Таким образом, Александр вступил на престол с запасом возвышенных и доброжелательных стремлений, которые должны были водворять свободу и благоденствие в управляемом народе, но не давал отчета, как это сделать. Эта свобода и благоденствие, так ему казалось, должны были водвориться сразу, сами собой, без труда и препятствий, каким-то волшебным «вдруг». Разумеется, при первом же опыте встретились препятствия; не привыкнув одолевать затруднений, великий князь начинал досадовать на людей и на жизнь, приходил в уныние. Непривычка к труду и борьбе развила в нем наклонность преждевременно опускать руки, слишком скоро утомляться; едва начав дело, великий князь уже тяготился им; уставал раньше, чем принимался за работу.
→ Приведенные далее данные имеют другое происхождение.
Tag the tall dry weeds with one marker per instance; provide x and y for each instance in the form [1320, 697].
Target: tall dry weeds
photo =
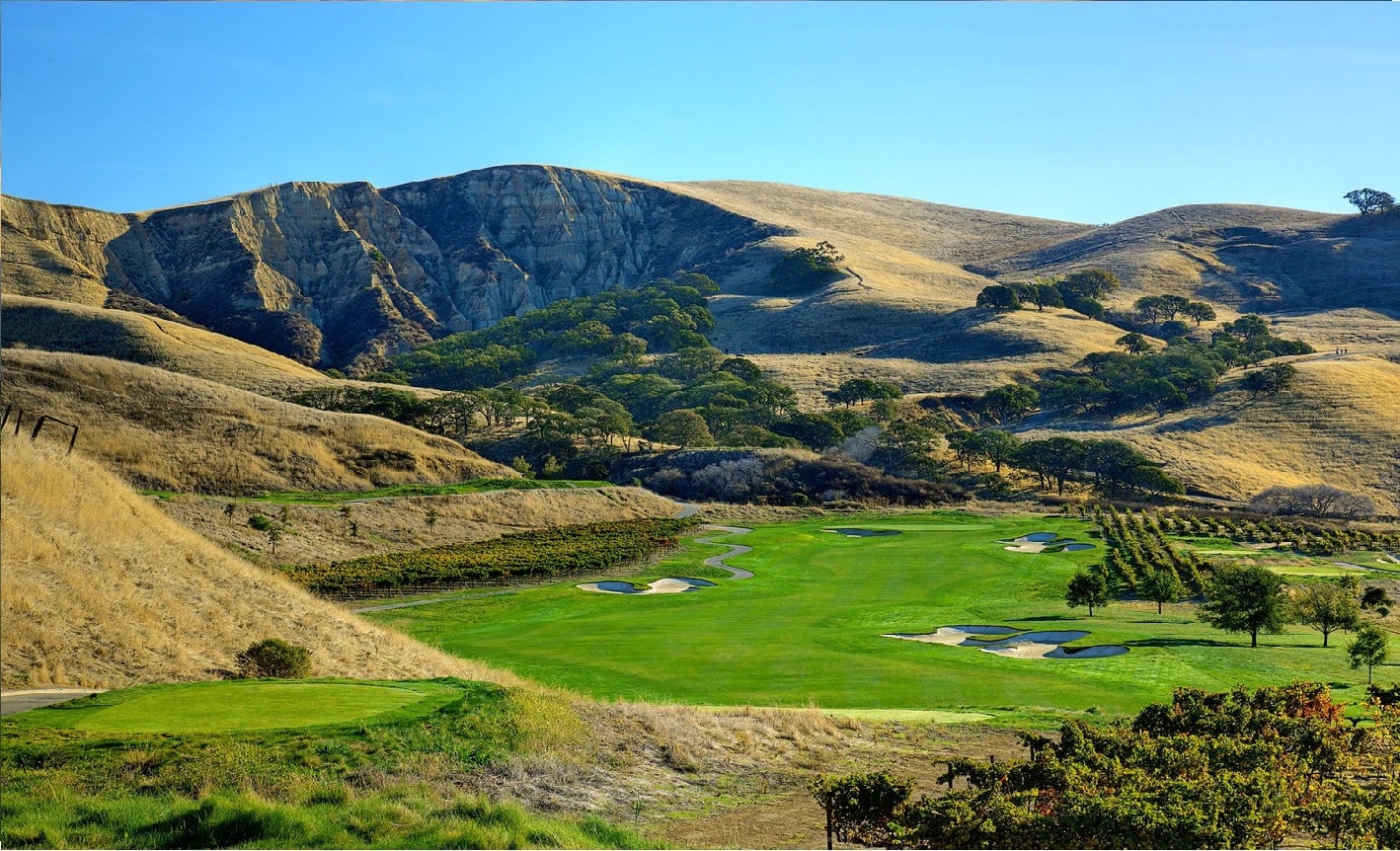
[100, 588]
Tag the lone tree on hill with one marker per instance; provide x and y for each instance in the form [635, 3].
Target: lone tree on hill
[1088, 588]
[1370, 200]
[1161, 586]
[807, 268]
[1245, 599]
[1326, 606]
[1369, 649]
[1132, 344]
[1270, 379]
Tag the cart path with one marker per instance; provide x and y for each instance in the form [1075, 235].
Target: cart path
[686, 509]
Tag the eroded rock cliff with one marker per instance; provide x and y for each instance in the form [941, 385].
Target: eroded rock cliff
[346, 274]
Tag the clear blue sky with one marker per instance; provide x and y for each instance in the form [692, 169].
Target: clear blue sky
[1089, 111]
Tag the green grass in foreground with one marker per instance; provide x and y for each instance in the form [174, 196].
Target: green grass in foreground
[808, 629]
[471, 486]
[379, 781]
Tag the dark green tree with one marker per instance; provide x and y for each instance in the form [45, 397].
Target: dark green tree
[1245, 599]
[807, 268]
[1087, 588]
[1370, 647]
[998, 297]
[1326, 606]
[1008, 402]
[1370, 201]
[1161, 585]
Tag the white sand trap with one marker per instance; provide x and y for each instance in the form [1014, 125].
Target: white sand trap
[1098, 651]
[1028, 650]
[952, 636]
[1044, 644]
[666, 585]
[1039, 542]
В 1796 г., имея 18 лет от роду, он уже чувствовал себя усталым и признавался, что его мечта — со временем, отрекшись от престола, поселиться с женой на берегу Рейна и вести жизнь частного человека в обществе друзей и в изучении природы Затруднения, встреченные дома при осуществлении задуманной программы, постепенно поселили в нем холодность к внутренней деятельности. Тогда все идеалы императора постепенно уходили из России, с Невы на Вислу, сосредоточивались на Польше и даже переходили за границу, в Западную Европу. Известно, что во вторую половину царствования император очень мало занимался внутренними делами России, все его внимание постепенно сосредоточилось на устройстве политического порядка в Польше, на поддержании устройством Священного союза политического порядка в Западной Европе. Таким образом, прежняя русская национально-политическая идиллия сменилась идиллией всемирно-исторической — Священным союзом, которым думали устроить политический порядок в Западной Европе, на правилах евангелия, т. е. на принципах частной личной морали. После царя Алексея Михайловича император Александр [производил] наиболее приятное впечатление, вызывал к себе сочувствие своими личными качествами; это был роскошный, но только тепличный цветок, не успевший или не умевший акклиматизироваться на русской почве. Он рос и цвел роскошно, пока стояла хорошая погода, а как подули северные бури, как наступило наше русское осеннее ненастье, он завял и опустился.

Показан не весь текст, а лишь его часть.